Someone carved this great little chair out of a stump sitting on the edge of Dow’s lake. The surrounding saw dust suggests a chainsaw was the sculptors tool of choice.

Chair

There’s much less water flowing under Hog’s Back bridge these days, exposing the stone river bed. A bunch of seagulls looked like they were having a great time playing in what little water was there.

Seagull party

The secret to avoiding the corner of Bank and Walkley when following the Hogs Back route is this section of unmarked path to the south of Ridgemount High School.

Unmarked shortcut to avoid corner of Bank & Walkley

I was so excited with this discovery that I over shot my mark and had to circle back to get to the Recreation Centre on Walkley.

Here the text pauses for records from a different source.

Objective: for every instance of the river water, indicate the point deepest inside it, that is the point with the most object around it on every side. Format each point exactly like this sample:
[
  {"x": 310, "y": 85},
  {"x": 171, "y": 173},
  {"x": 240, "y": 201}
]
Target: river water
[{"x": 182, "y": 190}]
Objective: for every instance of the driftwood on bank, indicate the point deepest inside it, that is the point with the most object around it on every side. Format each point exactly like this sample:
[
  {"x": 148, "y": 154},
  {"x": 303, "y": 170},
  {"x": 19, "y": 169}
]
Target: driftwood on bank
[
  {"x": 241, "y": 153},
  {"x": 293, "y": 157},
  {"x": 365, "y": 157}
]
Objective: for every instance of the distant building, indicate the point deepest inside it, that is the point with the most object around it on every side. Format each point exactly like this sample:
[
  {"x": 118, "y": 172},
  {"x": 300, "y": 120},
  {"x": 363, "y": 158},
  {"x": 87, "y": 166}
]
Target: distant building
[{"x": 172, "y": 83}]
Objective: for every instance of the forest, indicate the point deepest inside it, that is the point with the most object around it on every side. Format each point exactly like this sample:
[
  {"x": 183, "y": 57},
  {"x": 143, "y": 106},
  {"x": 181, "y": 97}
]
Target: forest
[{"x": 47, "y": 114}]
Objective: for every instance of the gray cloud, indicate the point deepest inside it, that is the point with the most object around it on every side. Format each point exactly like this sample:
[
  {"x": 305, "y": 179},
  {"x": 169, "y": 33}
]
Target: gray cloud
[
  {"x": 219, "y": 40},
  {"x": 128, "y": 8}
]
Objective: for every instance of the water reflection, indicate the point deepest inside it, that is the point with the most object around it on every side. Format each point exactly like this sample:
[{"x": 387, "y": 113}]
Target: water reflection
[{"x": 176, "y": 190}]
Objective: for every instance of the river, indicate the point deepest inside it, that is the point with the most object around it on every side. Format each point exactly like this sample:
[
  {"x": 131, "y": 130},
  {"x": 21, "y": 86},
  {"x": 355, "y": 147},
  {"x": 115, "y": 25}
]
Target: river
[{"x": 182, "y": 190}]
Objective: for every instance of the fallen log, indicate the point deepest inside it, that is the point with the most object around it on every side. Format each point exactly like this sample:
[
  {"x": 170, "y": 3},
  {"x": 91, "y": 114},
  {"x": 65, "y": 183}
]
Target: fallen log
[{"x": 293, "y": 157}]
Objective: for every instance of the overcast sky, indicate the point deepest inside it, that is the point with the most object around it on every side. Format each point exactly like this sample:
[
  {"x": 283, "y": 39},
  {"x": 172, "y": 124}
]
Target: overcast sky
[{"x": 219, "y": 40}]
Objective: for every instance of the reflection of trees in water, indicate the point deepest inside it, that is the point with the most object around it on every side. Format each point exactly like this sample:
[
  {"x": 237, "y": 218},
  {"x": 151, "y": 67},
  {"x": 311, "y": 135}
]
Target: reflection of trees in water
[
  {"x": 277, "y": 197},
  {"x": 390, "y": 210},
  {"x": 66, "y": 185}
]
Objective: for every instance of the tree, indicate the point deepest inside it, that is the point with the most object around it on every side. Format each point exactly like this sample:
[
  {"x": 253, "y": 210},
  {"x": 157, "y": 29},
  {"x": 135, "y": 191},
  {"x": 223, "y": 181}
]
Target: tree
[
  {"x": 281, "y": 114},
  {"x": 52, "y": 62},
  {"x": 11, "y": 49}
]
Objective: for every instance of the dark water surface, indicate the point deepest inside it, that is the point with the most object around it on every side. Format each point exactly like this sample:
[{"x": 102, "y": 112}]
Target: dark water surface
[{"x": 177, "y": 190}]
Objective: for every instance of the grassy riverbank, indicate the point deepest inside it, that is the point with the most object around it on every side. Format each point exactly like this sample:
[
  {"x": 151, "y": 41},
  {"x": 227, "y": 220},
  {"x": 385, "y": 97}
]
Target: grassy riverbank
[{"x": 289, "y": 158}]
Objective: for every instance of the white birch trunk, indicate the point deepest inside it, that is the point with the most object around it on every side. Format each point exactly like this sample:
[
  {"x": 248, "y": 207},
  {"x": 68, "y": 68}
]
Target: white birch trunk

The route I followed back towards the centre of the city after my son’s game (win!) took me along Alta Vista Drive. I was anxious at first, because even though Google Maps said there was a bike lane, Alta Vista has always been a pretty busy street. But ya know, it wasn’t bad! Folks were driving at a safe pace. Maybe the bike lanes help keep things calm.

Looking back down Alta Vista Drive

Today’s ride reminded me it’s the crisp air of November and how it holds up rich smells to sample, like burning wood or freshly fallen leaves, that helps make biking at this time of year special. And the rich smells were in abundance biking along the Rideau River.